Uyum politikalarının temelinde ise, iklim değişikliği bir veri olarak kabul edip, iklim değişikliği sonuçlarına bağlı olarak ortaya çıkacak maliyetin asgariye indirilmesi yatar. Uyum politikaların uygulanabilmesi için politika yapıcıların ilk yapması gereken çok detaylı bir risk haritası çıkarmaktır. Azaltım politikalarında öngörülen farklı senaryolara göre kendi ülkelerinde hangi bölgelerin ve sektörlerin nasıl etkileneceğini belirlemeleri zorunludur. Detaylı bir risk haritasının çıkarılmasından sonra, konuyla ilgili uzmanlardan oluşan kapasite güçlendirmesi için öncelikli alanların tespit edilmesi gerekir.  

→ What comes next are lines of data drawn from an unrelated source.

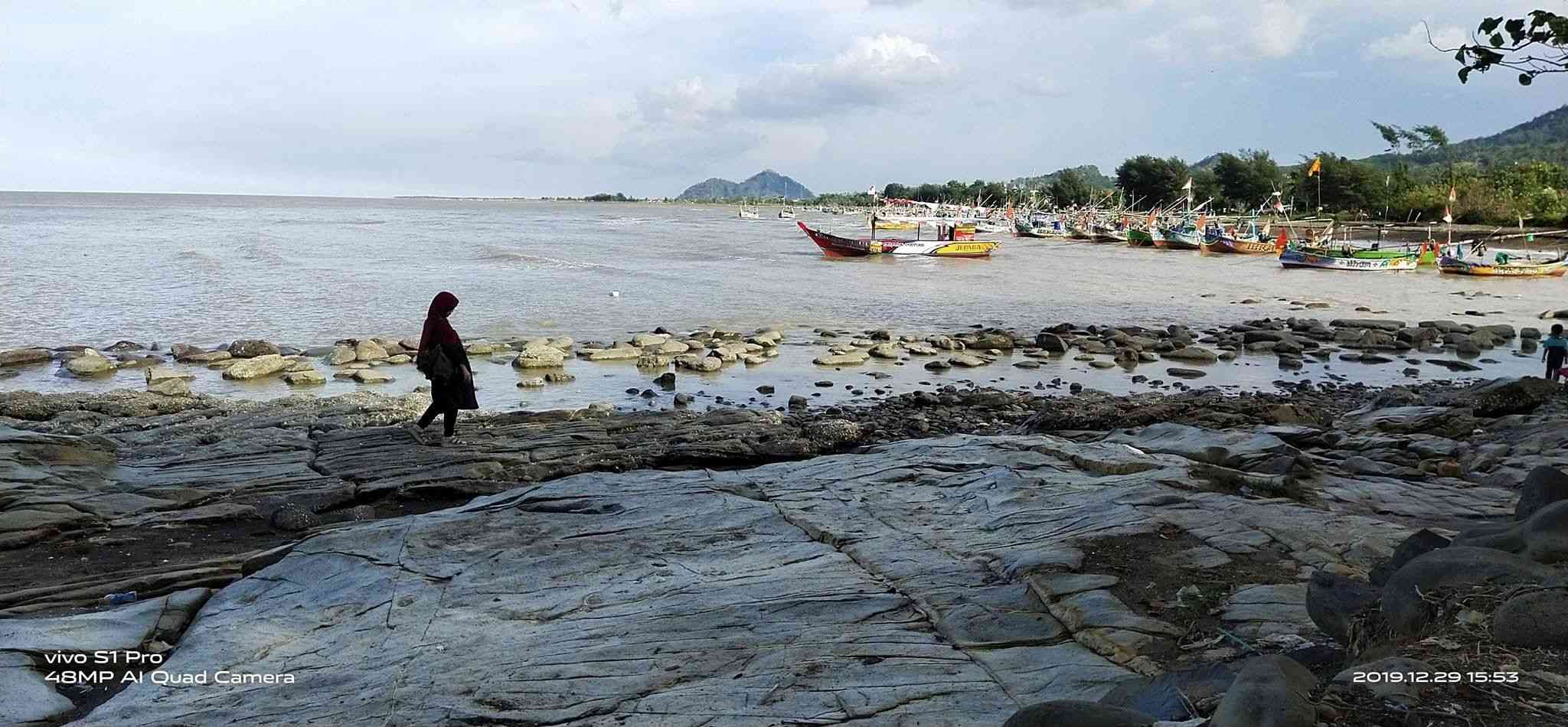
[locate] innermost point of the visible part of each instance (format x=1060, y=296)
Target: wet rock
x=700, y=362
x=1534, y=619
x=24, y=356
x=1542, y=486
x=250, y=348
x=339, y=356
x=1503, y=397
x=1269, y=691
x=1455, y=566
x=845, y=359
x=1336, y=604
x=1076, y=713
x=1051, y=342
x=170, y=387
x=1418, y=544
x=543, y=356
x=90, y=364
x=256, y=367
x=368, y=350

Koronavirüs salgını, bir kriz anında insanlığın gerçekten üretim anlamında en önemli ihtiyaçları nedir diye sorgulamamıza da yardımcı olmuştur. Gıda güvenliği, hepimizin bildiği gibi en temel güvenlik ihtiyacımızdır. Zaten iklim değişikliği için uygulanacak uyum politikalarında en çok tartışılan sektörlerden biri tarım sektörüdür. Tarımda suyun vazgeçilemez bir girdi olarak kullanılması ve suyun döngüsünün iklim değişikliğine de bağlı olarak değişmesi, tarım sektörünü kırılgan ve risklere daha açık hale getirmektedir. Hükümetlerarası İklim Değişikliği Paneli’nin 5. Değerlendirme Raporu, iklim değişikliğinin tarımsal ürünlerin kalitesini, gıda güvenliğini ve kırsal geçim kaynağını olumsuz şekilde etkileyeceğini belirtir. Gıda güvenliğinin sağlanamaması, arz ve talep arasında dengesizliğe yol açarak tarımsal ürünlerin fiyatını artırır. Bu tür olumsuz gelişmeler, düşük gelirli kesimi daha çok etkileyeceği için gelir dağılımına ilave olarak iklim adaleti sorununu da gündeme getirecektir. Bütün bu beklenen gelişmeler doğrultusunda, kaynakları elverdiği ölçüde kalkınma planlarında tarıma lokomotif bir sektör olarak yer veren ülkeler, ekonomik güce sahip olan ülkeler olacaktır.  

Gıda güvenliğinin yanı sıra, krizlerde güçlü bir ekonomik yapı için enerji, su, sağlık ve sosyal sigorta güvenliğini de sağlamak çok önemlidir. Kısaca ekonomik büyümeden daha çok ülkelerin, iklim krizine bağlı riskleri nasıl algılayıp ona göre üretim ve yatırım yapmaları ekonomik güce erişmelerinde çok önemli rol oynayacaktır. Unutmamamız gereken, salgın sonrası kapımızda bizi çok daha büyük bir kriz, iklim krizi beklemektedir.